11. Splitting complex instructions into simpler ones (PPlain and PMMX)
You may split up read/modify and read/modify/write instructions to improve pairing. Example:
ADD [mem1],EAX / ADD [mem2],EBX ; 5 clock cycles
This code may be split up into a sequence which takes only 3 clock cycles:
MOV ECX,[mem1] / MOV EDX,[mem2] / ADD ECX,EAX / ADD EDX,EBX MOV [mem1],ECX / MOV [mem2],EDX
Likewise you may split up non-pairable instructions into pairable instructions:
PUSH [mem1] PUSH [mem2] ; non-pairable
Split up into:
MOV EAX,[mem1] MOV EBX,[mem2] PUSH EAX PUSH EBX ; everything pairs
Other examples of non-pairable instructions which may be split up into simpler pairable instructions:
CDQ split into: MOV EDX,EAX / SAR EDX,31
NOT EAX change to XOR EAX,-1
NEG EAX split into XOR EAX,-1 / INC EAX
MOVZX EAX,BYTE PTR [mem] split into XOR EAX,EAX / MOV AL,BYTE PTR [mem]

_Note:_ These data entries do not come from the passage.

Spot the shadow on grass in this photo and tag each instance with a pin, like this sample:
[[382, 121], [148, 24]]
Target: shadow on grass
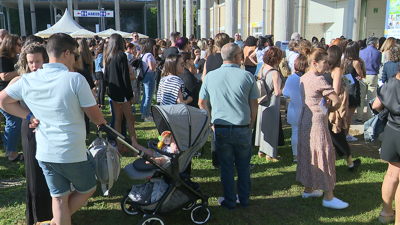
[[273, 210]]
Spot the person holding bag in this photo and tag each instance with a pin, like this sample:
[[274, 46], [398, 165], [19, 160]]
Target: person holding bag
[[267, 125]]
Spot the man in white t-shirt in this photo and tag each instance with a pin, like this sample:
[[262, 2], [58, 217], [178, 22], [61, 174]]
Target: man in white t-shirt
[[57, 99]]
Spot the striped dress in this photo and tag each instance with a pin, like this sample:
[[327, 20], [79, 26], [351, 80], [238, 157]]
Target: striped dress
[[168, 90]]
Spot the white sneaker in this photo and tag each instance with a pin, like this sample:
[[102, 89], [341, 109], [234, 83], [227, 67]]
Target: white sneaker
[[335, 203], [148, 119], [351, 138], [315, 194]]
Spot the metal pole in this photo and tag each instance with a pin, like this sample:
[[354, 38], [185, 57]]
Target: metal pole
[[33, 16], [51, 14], [21, 17], [205, 19], [166, 18], [189, 17], [76, 8], [179, 16], [197, 19], [231, 23], [159, 11], [117, 16], [215, 18], [70, 9], [172, 16], [8, 20], [145, 18]]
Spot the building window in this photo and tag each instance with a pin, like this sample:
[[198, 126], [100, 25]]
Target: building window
[[257, 31]]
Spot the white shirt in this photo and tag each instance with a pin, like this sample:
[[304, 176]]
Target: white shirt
[[56, 97]]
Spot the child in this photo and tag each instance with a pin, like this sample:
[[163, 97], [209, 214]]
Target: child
[[167, 144]]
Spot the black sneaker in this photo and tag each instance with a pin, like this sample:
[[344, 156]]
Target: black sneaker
[[359, 121], [356, 164]]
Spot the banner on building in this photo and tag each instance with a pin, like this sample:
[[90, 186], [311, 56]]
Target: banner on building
[[93, 13]]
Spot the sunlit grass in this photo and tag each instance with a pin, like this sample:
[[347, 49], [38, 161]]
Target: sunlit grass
[[275, 199]]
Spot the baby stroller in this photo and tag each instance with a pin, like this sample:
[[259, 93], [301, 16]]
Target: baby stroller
[[190, 129]]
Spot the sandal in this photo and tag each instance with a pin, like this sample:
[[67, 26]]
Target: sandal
[[387, 219], [20, 157]]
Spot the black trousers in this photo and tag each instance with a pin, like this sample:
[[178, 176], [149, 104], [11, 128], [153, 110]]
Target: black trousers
[[38, 199], [102, 88]]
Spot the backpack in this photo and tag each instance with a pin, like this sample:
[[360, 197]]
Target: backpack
[[137, 65], [265, 95], [108, 163]]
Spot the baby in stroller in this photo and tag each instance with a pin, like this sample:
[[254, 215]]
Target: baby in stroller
[[167, 144]]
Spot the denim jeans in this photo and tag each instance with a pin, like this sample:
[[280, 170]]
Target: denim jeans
[[234, 148], [149, 85], [11, 131], [123, 123]]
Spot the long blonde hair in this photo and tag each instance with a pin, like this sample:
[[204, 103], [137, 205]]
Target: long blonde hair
[[85, 53], [388, 44]]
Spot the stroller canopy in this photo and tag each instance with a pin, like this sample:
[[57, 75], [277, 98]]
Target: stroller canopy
[[187, 124]]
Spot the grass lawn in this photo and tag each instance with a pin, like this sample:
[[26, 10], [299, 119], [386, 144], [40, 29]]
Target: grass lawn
[[275, 195]]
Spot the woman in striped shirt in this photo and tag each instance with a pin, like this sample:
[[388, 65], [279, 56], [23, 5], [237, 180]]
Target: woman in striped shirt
[[171, 90]]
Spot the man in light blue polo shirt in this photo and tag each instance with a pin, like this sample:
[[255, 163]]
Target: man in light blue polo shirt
[[57, 99], [233, 95]]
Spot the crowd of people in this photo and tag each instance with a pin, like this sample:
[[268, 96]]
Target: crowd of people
[[69, 78]]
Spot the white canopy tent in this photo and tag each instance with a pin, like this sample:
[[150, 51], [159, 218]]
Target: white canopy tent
[[65, 25], [109, 32], [83, 33]]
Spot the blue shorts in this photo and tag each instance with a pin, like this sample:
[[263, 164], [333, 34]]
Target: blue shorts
[[60, 175]]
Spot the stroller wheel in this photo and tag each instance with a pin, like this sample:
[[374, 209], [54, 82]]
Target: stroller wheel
[[151, 219], [129, 206], [200, 214], [189, 207]]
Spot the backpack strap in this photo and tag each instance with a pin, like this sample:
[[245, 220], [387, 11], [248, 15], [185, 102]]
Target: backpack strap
[[266, 73], [110, 174]]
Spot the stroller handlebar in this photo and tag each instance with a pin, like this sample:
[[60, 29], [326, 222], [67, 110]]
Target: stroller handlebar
[[109, 130]]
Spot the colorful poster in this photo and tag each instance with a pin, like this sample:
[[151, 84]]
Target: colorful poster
[[392, 25]]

JECXZ split into TEST ECX,ECX / JZ
LOOP split into DEC ECX / JNZ
XLAT change to MOV AL,[EBX+EAX]
If splitting instructions doesn't improve speed, then you may keep the complex or nonpairable instructions in order to reduce code size.
Splitting instructions is not needed on the PPro, PII and PIII, except when the split instructions generate fewer uops.